Member of Karnataka Legislative Assembly
- In office 1983–1985
- Preceded by: Manorama Madhwaraj
- Succeeded by: Manorama Madhwaraj
- Constituency: Udupi

Personal details
- Born: Vedavyasa Srinivasa Acharya 6 July 1940 Udupi, Madras Presidency
- Died: 14 February 2012 (aged 71)
- Spouse: Shanta
- Occupation: Higher Education Minister

= V. S. Acharya =

Indian politician (1940–2012)

Vedavyasa Srinivasa Acharya (6 July 1940 – 14 February 2012) was an Indian senior leader of the Bharatiya Janata Party (BJP) in Karnataka. He was the Higher Education Minister in the Government of Karnataka.

== Early life ==
V.S. Acharya was born on 6 July 1940 in Udupi, then part of the Madras Presidency, into a traditional Shivalli Madhwa Brahmin family. His parents were Vidwan Katte Srinivasa Acharya, a Sanskrit scholar, and Smt. Krishnaveni Amma. After his graduation in Medicine from the Kasturba Medical College, Manipal, he started his medical career by opening a private clinic in Kalmadi, Udupi, and earned fame as a good physician in the town. He married a social worker, Dr. Shanta Acharya, and the couple had four sons and one daughter.

== Political career ==
Having been associated with the Rashtriya Swayamsevak Sangh from his childhood. He started his political career in the erstwhile Bharatiya Jana Sangh, the predecessor of the BJP. He was first elected as a municipal councillor and then, as president of the Udupi municipal council in 1968. This was the first ever victory of the Jana Sangh in an urban municipality in South India. The BJP leader Lal Krishna Advani later remarked that the Jana Sangh victory in the Udupi municipal council in 1968 laid foundation for the BJP rule in South India and particularly in the state of Karnataka. As the youngest municipal president of Udupi, he was hailed for his pro-active role in the development of the town. He remained municipal president for a period of 8 years and the Swarna River water supply system, Under ground drainage system, Town roads widening etc.were some of his achievements during this period. Under his presidency Udupi Municipality in 1968 became first in nation to ban carrying night soil by humans.
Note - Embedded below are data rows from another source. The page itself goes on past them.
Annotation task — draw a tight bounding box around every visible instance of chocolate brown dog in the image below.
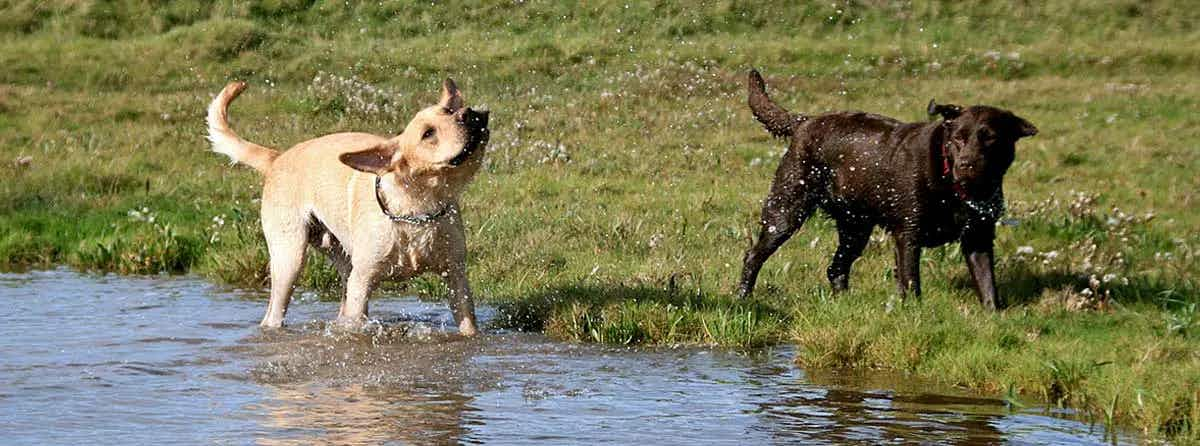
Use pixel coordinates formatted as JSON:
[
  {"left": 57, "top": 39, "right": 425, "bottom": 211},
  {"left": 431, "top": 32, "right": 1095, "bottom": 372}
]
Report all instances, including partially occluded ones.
[{"left": 737, "top": 69, "right": 1037, "bottom": 309}]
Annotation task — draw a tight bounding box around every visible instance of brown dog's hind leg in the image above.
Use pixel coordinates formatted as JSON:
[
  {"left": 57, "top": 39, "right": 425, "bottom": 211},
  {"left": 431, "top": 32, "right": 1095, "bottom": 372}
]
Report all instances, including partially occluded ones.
[
  {"left": 827, "top": 221, "right": 872, "bottom": 292},
  {"left": 738, "top": 185, "right": 818, "bottom": 298}
]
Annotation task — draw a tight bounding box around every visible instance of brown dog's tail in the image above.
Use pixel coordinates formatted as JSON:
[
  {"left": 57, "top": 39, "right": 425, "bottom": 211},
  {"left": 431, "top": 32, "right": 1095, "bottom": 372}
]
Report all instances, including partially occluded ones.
[
  {"left": 206, "top": 81, "right": 279, "bottom": 174},
  {"left": 747, "top": 69, "right": 801, "bottom": 138}
]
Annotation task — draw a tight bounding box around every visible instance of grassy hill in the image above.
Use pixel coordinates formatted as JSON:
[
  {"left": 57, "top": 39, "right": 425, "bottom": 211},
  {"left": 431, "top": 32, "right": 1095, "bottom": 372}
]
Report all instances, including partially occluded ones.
[{"left": 1, "top": 0, "right": 1197, "bottom": 440}]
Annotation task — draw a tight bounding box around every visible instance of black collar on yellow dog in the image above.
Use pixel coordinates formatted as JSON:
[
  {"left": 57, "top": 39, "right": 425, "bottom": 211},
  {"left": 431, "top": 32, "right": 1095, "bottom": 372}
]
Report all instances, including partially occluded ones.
[{"left": 373, "top": 176, "right": 451, "bottom": 225}]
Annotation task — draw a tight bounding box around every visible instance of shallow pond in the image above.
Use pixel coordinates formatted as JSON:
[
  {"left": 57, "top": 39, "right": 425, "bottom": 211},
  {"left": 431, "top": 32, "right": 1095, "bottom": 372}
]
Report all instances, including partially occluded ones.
[{"left": 0, "top": 270, "right": 1132, "bottom": 444}]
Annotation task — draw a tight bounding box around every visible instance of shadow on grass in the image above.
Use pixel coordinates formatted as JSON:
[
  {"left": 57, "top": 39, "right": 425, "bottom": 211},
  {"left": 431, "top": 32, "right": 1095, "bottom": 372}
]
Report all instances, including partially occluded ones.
[
  {"left": 951, "top": 263, "right": 1199, "bottom": 309},
  {"left": 491, "top": 279, "right": 788, "bottom": 347},
  {"left": 995, "top": 268, "right": 1082, "bottom": 307}
]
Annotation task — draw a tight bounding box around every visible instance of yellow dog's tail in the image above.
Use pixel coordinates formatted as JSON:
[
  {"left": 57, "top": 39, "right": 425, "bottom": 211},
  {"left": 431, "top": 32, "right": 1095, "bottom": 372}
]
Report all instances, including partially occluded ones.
[{"left": 206, "top": 81, "right": 278, "bottom": 173}]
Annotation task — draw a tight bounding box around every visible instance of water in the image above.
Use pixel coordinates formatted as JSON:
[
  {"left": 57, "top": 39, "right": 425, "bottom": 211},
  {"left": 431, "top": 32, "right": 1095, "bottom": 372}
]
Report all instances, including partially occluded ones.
[{"left": 0, "top": 269, "right": 1132, "bottom": 445}]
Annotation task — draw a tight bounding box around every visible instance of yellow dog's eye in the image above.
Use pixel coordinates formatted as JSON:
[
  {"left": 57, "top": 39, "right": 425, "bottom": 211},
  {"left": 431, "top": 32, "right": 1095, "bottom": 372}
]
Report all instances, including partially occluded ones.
[{"left": 422, "top": 128, "right": 435, "bottom": 140}]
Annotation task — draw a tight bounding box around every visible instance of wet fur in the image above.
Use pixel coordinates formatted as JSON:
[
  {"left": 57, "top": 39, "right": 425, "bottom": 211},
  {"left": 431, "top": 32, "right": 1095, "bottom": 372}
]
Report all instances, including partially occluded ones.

During the Emergency (1975–77), he was imprisoned for a period of 19 months. After being released, he unsuccessfully contested the Lok Sabha elections from Udupi in 1977 and 1980. He was elected as a member of the Karnataka Legislative Assembly from Udupi constituency in 1983 and was the floor leader of the BJP Legislature party. He was a Member of the Karnataka Legislative Council from 1996 until his death.

In the BJP-Janata Dal (Secular) coalition government headed by H.D.Kumaraswamy, he was Cabinet minister for Medical Education with additional charge of Animal Husbandry. Following the historic victory of the BJP in Karnataka in the 2008 state assembly elections, he was appointed the Home minister in the Yeddyurappa government. He was considered as the second most important leader of the government after the Chief minister and was also the Leader of the House in the legislative council. As home minister, he was credited with the streamlining of administration and modernising of the police force in the state. Later, he was appointed the Higher Education minister in 2010.
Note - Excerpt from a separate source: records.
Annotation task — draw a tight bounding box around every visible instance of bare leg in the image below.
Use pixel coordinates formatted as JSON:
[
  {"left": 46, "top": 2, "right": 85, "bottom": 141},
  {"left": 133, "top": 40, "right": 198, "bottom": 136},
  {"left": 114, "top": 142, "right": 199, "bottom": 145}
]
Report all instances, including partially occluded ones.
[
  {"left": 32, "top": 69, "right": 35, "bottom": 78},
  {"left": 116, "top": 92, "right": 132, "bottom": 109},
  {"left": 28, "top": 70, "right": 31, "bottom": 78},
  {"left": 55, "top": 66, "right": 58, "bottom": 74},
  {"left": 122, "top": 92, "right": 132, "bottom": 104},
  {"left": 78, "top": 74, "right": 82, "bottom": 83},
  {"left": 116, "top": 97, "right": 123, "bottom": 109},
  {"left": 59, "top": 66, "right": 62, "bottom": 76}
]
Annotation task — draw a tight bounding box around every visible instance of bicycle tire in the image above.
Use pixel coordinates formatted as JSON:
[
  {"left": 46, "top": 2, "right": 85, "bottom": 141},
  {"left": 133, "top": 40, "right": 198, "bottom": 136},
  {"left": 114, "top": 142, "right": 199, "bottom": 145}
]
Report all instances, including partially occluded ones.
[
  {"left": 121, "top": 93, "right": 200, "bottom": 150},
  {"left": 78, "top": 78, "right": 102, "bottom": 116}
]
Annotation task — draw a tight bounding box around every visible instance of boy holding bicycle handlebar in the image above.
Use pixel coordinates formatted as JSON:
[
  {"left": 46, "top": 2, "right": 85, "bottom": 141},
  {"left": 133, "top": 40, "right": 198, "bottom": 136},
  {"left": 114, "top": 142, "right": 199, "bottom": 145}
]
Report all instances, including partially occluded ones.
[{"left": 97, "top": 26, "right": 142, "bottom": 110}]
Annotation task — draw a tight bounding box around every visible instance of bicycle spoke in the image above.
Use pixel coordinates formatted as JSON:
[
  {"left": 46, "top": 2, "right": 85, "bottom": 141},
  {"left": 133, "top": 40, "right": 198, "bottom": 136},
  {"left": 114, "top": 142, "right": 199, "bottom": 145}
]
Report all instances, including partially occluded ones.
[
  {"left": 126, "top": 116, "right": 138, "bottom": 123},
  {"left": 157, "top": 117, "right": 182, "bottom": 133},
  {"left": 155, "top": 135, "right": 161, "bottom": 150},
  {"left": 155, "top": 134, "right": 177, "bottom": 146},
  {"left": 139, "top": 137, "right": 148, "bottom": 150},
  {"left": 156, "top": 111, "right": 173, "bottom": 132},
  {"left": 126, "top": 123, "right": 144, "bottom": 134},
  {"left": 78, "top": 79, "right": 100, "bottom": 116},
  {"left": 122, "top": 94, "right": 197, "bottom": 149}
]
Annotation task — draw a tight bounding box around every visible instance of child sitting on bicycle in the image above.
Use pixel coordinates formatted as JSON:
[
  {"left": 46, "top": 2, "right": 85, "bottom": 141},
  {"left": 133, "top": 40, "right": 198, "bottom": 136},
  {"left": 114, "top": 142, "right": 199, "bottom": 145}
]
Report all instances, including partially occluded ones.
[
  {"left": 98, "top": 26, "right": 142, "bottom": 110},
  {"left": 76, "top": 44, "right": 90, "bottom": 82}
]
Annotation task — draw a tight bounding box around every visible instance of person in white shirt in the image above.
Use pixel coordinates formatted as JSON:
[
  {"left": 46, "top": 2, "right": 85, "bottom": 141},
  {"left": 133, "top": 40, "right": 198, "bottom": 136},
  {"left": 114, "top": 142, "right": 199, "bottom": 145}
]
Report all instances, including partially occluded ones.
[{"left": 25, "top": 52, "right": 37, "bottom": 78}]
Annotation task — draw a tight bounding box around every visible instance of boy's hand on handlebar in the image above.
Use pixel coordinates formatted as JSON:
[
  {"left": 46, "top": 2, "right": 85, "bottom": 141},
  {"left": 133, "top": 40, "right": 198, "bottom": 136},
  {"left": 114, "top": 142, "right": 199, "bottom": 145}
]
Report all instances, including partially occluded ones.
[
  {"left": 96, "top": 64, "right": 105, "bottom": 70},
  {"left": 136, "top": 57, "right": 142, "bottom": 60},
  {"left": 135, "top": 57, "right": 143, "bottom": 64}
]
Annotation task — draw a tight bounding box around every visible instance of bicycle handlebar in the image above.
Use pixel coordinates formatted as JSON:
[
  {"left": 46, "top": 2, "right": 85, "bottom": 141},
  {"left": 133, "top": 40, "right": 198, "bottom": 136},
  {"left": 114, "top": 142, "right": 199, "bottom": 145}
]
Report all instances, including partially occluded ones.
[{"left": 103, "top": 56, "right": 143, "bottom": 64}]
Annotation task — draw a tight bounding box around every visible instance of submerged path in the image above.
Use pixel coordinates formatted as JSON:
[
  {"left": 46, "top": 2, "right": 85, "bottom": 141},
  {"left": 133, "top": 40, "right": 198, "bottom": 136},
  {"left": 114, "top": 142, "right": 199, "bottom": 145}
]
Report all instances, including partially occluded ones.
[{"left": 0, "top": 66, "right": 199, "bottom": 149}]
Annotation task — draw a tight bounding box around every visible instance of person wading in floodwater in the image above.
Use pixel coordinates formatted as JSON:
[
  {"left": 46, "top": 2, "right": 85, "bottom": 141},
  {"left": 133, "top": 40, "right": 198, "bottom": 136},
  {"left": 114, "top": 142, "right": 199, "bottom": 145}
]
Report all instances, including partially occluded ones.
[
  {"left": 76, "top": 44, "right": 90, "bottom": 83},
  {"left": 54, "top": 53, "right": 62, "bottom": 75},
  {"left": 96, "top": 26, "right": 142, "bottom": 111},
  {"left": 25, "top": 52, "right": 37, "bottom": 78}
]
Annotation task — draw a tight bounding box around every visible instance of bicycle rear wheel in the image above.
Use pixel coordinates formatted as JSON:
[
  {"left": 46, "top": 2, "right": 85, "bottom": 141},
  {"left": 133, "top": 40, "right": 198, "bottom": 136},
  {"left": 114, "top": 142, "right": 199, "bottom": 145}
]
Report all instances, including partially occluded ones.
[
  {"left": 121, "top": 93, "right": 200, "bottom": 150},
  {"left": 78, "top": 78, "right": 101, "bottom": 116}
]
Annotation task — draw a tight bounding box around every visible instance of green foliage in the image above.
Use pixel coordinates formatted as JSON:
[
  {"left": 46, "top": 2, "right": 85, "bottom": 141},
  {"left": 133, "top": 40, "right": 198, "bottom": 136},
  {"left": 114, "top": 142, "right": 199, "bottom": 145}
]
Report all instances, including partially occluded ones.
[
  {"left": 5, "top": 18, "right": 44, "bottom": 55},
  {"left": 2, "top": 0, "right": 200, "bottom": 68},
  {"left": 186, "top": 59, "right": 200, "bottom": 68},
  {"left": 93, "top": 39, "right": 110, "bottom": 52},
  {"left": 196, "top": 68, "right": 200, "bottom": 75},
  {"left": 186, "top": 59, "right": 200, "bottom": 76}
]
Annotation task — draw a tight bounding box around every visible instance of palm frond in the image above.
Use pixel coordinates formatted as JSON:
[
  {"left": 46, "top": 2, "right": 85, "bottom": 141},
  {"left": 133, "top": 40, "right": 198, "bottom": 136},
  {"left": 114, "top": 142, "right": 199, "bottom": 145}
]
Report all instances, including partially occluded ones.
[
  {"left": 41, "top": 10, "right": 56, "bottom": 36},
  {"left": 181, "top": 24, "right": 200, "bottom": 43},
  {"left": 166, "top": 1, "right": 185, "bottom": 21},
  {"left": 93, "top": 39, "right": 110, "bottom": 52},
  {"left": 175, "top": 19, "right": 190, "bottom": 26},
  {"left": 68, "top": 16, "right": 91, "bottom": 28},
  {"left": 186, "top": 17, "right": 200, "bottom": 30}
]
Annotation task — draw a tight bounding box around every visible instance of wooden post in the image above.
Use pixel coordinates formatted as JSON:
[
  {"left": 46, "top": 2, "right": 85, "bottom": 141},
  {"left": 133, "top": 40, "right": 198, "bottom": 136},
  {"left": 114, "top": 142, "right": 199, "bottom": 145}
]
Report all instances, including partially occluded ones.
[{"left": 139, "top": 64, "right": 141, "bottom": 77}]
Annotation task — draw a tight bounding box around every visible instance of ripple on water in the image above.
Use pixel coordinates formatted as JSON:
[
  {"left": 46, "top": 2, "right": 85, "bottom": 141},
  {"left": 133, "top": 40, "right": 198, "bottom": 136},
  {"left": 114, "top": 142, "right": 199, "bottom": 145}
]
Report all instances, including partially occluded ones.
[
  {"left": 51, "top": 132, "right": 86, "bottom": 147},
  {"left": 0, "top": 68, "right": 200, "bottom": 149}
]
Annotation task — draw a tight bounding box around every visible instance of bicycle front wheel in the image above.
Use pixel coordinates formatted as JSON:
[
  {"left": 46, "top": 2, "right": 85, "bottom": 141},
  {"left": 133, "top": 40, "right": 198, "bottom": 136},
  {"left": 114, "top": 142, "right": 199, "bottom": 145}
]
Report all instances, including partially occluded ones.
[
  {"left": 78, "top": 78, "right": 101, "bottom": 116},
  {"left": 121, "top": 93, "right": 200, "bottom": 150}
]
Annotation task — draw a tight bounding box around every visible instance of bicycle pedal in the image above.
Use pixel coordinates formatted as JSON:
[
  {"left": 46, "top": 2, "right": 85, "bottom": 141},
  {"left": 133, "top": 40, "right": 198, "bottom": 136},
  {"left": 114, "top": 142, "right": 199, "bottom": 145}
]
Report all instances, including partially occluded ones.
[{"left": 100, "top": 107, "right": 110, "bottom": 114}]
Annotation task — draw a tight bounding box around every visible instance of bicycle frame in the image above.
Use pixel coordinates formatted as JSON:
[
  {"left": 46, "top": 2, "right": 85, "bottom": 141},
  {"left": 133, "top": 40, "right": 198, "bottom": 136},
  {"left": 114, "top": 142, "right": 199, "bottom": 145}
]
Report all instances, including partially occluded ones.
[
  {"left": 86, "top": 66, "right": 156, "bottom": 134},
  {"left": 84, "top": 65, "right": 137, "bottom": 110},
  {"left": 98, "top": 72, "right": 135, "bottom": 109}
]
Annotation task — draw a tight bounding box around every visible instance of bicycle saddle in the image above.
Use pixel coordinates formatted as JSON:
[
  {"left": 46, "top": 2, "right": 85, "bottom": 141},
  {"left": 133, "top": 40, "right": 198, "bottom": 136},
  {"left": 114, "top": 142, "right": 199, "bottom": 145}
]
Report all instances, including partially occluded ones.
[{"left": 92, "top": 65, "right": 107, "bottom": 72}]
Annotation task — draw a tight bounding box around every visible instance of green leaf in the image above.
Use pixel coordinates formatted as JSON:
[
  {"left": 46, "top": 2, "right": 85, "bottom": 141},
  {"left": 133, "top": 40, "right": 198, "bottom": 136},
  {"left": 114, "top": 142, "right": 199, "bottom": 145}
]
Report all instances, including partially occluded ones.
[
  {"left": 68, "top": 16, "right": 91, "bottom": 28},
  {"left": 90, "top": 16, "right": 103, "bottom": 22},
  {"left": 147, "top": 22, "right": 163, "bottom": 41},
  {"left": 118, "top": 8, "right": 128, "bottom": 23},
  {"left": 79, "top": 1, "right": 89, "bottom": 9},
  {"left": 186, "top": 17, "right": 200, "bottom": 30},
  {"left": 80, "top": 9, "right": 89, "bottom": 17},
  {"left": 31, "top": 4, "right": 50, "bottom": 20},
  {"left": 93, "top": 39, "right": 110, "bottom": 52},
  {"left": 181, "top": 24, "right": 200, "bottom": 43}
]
Acharya was one of the most senior leaders of the BJP in Karnataka and as such, played an important role in the growth of the party in the state. He was president of the Dakshina Kannada district unit of the Jana Sangh (1974–77), Janata Party (1977–80) and BJP (1980–83). Also, he played a major role in the formation of the Udupi district in 1998. Known for his honesty, simplicity, dedication, wit and hard work, the soft-spoken Acharya was widely respected in the BJP and across party lines. As a loyal worker of the Rashtriya Swayamsevak Sangh, he remained committed to the ideology and discipline of the organisation and inspired thousands of BJP workers and leaders.

== Death ==
He died of a heart attack on 14 February 2012. He was participating in a program when he suddenly collapsed. He died on the way to the hospital.

The Chief minister D.V. Sadananda Gowda described him as the conscience keeper of the BJP Government. Various other leaders like L.K. Advani and B.S. Yeddyurappa paid homage to him and praised the services rendered by Acharya to the party and the state.